Волков тоже подошел к ящикам и стоял, заложив руки в карманы, усмехаясь и покачивая головой.
— Господи… что же делать? — пробормотал Ленька, вытаскивая из ящика заткнутую пробкой бутылочную головку.
— А что делать, — сказал, оглянувшись, Волков. — Смывайся — и все. Это чье пиво?
— Хозяйское.
— Ну вот. Что ж тут раздумывать?
Он толкнул Леньку локтем.
— Давай сматывайся!..
Ленька еще раз посмотрел на двери трактира и юркнул вслед за Волковым в толпу.
Сзади кто–то кричал:
— Эй, ты, курносый! Куда? Набедокурил, а сам удочки сматывать?!
— Давай, давай, не останавливайся! — подгонял Леньку Волков.
Работая локтями, он выбрался из толпы, свернул в какие–то ворота, провел Леньку через какие–то проходные дворы, мимо каких–то лабазов и овощных складов и вывел его на Международный. Тут оба мальчика остановились и перевели дух. Волков рассмеялся.
— Вот так встреча! А? — сказал он.
— Ужасно, — пробормотал Ленька, вытирая вспотевший лоб.
— Ничего… Говорят, знаешь, — посуду бить к счастью. Ты с какой это стати, дурак, лошадкой заделался?
— Так уж вышло, — объяснил Ленька. — Другой габоты не было.
— «Габоты»! — передразнил его Волков. — Рано ты, братец, работать начал.

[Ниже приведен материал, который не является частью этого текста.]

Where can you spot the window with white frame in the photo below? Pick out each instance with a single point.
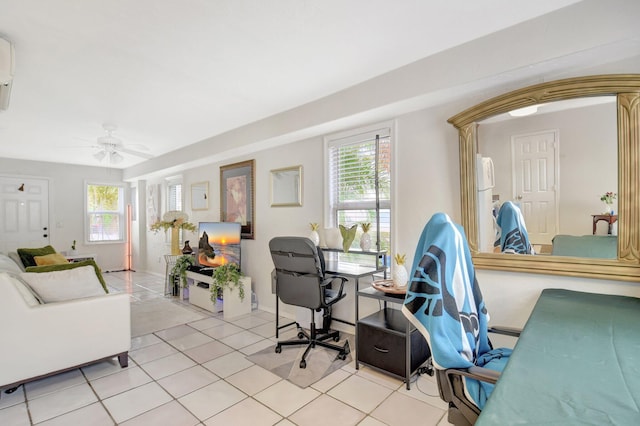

Он достал из кармана голубую нарядную коробку «Зефир № 6», подцепил грязным ногтем толстую с золотыми буквами на мундштуке папиросу, важно, как взрослый, постучал мундштуком по коробке, подул зачем–то в мундштук и, сунув папиросу в маленькие белые зубы, с фасоном раскурил ее. Потом, спохватившись, снова вытащил пачку, протянул Леньке:
— Куришь?
Ленька поблагодарил и неловко взял папиросу. Прикуривая, он исподлобья смотрел на Волкова и чувствовал, как в нем просыпается старое, детское отношение к этому мальчику: Волков ему и нравился и отталкивал от себя. Как и раньше, в присутствии Волкова Ленька робел и ругал себя за эту робость.
— Что ж мы стоим? — сказал Волков. Они остановились у витрины, на треснувшем и продырявленном пулями стекле которой белыми буквами было написано:
КАФЭ
«УЮТНЫЙ УГОЛОК»
— Пиво пьешь? — спросил Волков.
— Нет, — смутился Ленька. — А ты?
— Иногда позволяю себе такое баловство. А вообще не люблю. Горькое…
— Я тоже не люблю, — сказал Ленька, хотя до сих пор ему приходилось пить только слабенькое безалкогольное пиво «Экспресс».
— Ну, все равно, зайдем, какао возьмем или еще чего–нибудь.
Ленька замялся.
— У меня, понимаешь, денег нет, — сказал он, краснея.
— Не беспокойся, дружок…
Волков с усмешкой похлопал себя по нагрудному карману.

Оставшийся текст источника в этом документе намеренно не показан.